To probe the mind of zoo samples, like me.’
The lines originally illustrate the Talosians, an alien race that possesses psionic abilities to create illusions of a fantasy world. Addicted to the illusions, the race is enslaved in the ceaseless chase of pleasure, leading to the decline of the society as a result of abandoned infrastructures and lack of historic documentation.
Lin’s adaptation of the Talosians’ tale is a commentary on the modern digital experience we are offered every day. The abundance of readily available online content in the form of grids, reels, and feeds has made people accustomed to getting real-time updates of other people’s lives with just a click and a scroll. Social media and streaming platforms compete for people’s attention with a constant influx of information tailored for short attention spans. Consider how many browser tabs you have opened on your laptop, or how many songs you have streamed and skipped today. Do you feel overwhelmed by the sheer amount of information you have consumed? Do you experience FOMO (fear of missing out) when hearing about the latest internet trend that you may have overlooked? The artist compares internet users to the sci-fi aliens whose source of entertainment becomes their undoing; then questions whether a balance has been struck between indolence and profundity in our use of digital media.
Back then in the early 1990s, information explosion brought about by the rapid advancement of digital technology provided us access to on-demand viewing services on a scale never before seen and had had a noticeable effect on our visual culture. Moving image makers were quick to notice how radically this digital shift would change the world. In 2000, experimental filmmaker Peggy Ahwesh produced a video titled 73 Suspect Words. The work flashes keywords extracted from ‘Industrial Society and Its Future’, a 35,000-word manifesto by American terrorist Ted Kaczynski published by The Washington Post and New York Times in 1995. Kaczynski, more known as the ‘Unabomber’, was notorious for mailing bombs to universities and airlines and targeting individuals that he identified as contributors to modern technology in an attempt to curb technology’s dominance in human lives. Ahwesh generated the keywords by running the text through a spellchecker which highlighted repeated words such as ‘oversocialized’ and ‘technophiles’. As the screen flashes a new keyword, a sound resembling a ticking bomb can be heard, amplifying the menace of Kaczynski’s extreme cynicism towards technology.

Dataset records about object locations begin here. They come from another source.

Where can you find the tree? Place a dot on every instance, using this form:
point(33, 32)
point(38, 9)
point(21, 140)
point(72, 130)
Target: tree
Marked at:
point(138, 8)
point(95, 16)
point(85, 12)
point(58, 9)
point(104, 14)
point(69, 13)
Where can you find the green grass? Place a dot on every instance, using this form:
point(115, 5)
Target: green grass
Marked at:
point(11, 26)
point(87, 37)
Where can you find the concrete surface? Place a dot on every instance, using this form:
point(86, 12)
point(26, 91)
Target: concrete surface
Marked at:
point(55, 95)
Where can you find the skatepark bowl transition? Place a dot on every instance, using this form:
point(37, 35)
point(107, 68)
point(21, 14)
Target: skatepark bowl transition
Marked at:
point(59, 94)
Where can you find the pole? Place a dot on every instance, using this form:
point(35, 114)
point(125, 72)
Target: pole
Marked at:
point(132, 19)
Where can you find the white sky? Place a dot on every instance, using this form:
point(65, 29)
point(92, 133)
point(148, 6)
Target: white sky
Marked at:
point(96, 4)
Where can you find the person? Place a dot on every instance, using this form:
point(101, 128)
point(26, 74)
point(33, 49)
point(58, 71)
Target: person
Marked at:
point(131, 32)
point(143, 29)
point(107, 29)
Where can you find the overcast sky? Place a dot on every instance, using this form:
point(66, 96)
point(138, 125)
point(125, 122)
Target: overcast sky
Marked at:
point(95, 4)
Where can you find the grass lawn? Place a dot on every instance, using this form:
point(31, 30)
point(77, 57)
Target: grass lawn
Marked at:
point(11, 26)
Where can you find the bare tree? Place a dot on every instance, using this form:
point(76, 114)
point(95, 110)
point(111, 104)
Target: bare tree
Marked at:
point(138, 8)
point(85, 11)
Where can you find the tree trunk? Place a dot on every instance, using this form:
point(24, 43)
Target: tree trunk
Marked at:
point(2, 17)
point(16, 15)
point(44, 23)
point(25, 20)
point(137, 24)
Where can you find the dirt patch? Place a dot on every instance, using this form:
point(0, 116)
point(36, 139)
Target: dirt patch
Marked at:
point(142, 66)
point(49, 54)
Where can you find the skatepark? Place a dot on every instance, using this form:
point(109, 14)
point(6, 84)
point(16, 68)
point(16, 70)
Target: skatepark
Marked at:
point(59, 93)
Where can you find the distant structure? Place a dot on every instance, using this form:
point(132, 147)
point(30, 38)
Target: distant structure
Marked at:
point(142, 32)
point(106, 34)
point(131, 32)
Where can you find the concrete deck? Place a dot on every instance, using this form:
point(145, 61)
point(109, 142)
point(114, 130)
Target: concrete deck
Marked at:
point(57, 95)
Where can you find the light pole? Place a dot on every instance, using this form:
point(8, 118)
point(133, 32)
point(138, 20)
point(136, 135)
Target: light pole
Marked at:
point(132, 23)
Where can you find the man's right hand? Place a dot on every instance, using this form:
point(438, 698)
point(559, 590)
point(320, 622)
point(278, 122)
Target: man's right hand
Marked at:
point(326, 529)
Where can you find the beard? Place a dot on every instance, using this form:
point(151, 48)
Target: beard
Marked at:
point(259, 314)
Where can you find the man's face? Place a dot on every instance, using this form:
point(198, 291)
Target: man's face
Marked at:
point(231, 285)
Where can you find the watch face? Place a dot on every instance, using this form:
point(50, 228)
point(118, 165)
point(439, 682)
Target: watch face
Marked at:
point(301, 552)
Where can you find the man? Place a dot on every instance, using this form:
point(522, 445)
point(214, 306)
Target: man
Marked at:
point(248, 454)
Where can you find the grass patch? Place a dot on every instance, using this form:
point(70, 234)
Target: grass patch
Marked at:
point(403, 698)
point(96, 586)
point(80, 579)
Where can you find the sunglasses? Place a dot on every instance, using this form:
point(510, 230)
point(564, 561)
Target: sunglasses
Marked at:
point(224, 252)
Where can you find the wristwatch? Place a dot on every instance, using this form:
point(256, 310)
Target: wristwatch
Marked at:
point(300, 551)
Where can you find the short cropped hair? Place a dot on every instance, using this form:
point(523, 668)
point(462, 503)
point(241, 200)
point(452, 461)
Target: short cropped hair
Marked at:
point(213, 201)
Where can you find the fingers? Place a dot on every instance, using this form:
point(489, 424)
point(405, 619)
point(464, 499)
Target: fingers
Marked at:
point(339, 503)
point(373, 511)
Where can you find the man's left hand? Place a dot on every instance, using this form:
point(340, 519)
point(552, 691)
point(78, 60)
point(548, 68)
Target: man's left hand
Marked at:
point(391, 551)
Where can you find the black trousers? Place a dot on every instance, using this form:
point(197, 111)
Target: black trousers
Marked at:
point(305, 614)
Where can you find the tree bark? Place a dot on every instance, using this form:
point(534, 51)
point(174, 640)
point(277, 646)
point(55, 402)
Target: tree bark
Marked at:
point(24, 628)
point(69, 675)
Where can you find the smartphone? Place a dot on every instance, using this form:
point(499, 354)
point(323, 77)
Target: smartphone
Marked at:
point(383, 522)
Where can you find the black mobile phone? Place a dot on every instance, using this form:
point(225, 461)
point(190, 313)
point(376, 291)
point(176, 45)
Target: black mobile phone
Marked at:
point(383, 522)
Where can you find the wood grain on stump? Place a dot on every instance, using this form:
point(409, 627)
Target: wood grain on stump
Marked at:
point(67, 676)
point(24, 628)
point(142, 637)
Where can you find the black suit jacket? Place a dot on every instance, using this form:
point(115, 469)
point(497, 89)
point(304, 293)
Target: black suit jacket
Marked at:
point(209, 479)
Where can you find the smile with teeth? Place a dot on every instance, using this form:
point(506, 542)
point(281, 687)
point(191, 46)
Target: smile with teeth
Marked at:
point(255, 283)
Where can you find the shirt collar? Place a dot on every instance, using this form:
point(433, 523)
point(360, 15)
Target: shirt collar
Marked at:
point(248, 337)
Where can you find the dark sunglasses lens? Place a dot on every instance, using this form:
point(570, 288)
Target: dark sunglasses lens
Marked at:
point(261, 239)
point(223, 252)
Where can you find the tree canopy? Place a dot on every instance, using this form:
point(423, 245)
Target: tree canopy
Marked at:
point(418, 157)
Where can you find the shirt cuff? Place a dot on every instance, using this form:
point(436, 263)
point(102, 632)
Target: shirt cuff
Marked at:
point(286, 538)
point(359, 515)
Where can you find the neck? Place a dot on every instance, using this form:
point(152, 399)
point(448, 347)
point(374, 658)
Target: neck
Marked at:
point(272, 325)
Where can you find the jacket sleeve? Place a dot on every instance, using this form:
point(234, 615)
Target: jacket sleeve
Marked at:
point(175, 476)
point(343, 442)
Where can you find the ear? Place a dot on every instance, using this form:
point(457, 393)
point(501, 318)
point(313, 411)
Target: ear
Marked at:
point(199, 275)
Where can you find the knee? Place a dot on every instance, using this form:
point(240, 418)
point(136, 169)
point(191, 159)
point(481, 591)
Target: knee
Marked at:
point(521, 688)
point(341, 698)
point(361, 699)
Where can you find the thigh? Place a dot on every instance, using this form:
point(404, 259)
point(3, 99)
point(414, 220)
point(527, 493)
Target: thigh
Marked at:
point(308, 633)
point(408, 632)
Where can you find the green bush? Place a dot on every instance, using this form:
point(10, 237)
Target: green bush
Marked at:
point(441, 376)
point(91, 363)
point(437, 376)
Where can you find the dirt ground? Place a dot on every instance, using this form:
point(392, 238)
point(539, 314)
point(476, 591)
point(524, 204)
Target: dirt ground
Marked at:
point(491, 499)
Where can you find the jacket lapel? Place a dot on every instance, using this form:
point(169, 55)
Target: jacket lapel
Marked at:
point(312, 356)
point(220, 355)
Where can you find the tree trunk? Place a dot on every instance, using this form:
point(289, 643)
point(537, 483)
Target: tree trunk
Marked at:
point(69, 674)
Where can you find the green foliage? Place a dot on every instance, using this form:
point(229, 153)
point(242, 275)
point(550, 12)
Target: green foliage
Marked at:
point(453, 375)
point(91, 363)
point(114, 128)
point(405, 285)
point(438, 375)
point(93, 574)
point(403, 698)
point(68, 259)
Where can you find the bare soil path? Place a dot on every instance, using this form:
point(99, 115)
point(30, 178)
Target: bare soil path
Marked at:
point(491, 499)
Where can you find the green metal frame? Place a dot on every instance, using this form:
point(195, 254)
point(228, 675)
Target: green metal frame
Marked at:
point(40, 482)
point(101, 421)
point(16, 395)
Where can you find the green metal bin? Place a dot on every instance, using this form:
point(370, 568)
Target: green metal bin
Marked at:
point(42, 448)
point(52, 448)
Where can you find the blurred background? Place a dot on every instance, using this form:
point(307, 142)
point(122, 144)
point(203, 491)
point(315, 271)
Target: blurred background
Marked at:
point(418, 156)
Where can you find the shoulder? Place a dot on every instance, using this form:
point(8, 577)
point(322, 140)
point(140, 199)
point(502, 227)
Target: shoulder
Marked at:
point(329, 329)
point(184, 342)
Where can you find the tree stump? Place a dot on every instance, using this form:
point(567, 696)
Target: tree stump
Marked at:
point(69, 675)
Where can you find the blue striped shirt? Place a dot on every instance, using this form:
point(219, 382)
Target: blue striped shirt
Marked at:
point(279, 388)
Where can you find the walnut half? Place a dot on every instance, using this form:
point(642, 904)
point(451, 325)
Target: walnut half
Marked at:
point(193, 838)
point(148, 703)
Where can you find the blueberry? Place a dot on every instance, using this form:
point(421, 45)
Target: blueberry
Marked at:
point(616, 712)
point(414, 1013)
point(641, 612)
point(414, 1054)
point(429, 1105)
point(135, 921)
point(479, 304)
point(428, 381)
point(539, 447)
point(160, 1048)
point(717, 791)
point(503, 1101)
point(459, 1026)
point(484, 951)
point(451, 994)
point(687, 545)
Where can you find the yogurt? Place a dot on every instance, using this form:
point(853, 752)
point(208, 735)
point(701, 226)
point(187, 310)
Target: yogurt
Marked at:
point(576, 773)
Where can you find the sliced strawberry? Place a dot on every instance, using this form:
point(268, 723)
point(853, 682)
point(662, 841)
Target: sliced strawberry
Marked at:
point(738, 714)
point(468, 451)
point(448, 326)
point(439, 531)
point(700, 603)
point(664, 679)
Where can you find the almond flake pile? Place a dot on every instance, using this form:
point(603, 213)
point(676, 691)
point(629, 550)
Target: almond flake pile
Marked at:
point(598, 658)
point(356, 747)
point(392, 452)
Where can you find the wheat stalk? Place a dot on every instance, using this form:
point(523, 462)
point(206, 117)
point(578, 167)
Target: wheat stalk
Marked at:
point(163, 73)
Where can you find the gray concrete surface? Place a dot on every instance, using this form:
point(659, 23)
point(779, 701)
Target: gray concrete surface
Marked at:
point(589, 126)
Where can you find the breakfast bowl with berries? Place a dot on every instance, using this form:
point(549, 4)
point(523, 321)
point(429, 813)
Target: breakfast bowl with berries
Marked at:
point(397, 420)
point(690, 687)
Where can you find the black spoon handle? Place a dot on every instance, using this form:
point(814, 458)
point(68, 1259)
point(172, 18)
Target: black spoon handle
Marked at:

Ahwesh’s work demonstrates that as much as digital media provides us entertainment, it could be an equally powerful tool in helping us confront social reality and traumatic experience. There is a spectrum of relationships between human and digital technology, driven by how we use it and what we want from it. Lin also addresses this condition in Like Me by reflecting on the unprecedented freedom we enjoy in the digital world which allows us to access and experience any content that piques our interest through a vast trove of information on the internet.
Lin repeats his monologue and gradually raises his voice, as if something ominous is about to happen. A robotic female voice reminiscent that of Google Translate joins in, and the two voices layer on top of each other, differing in pace and volume. By now, the recitation has turned into an imploration for the viewers to ponder the possible future of a society entranced by digital sensations. The artist then stops, leaving the robotic voice reciting alone before it too fades out.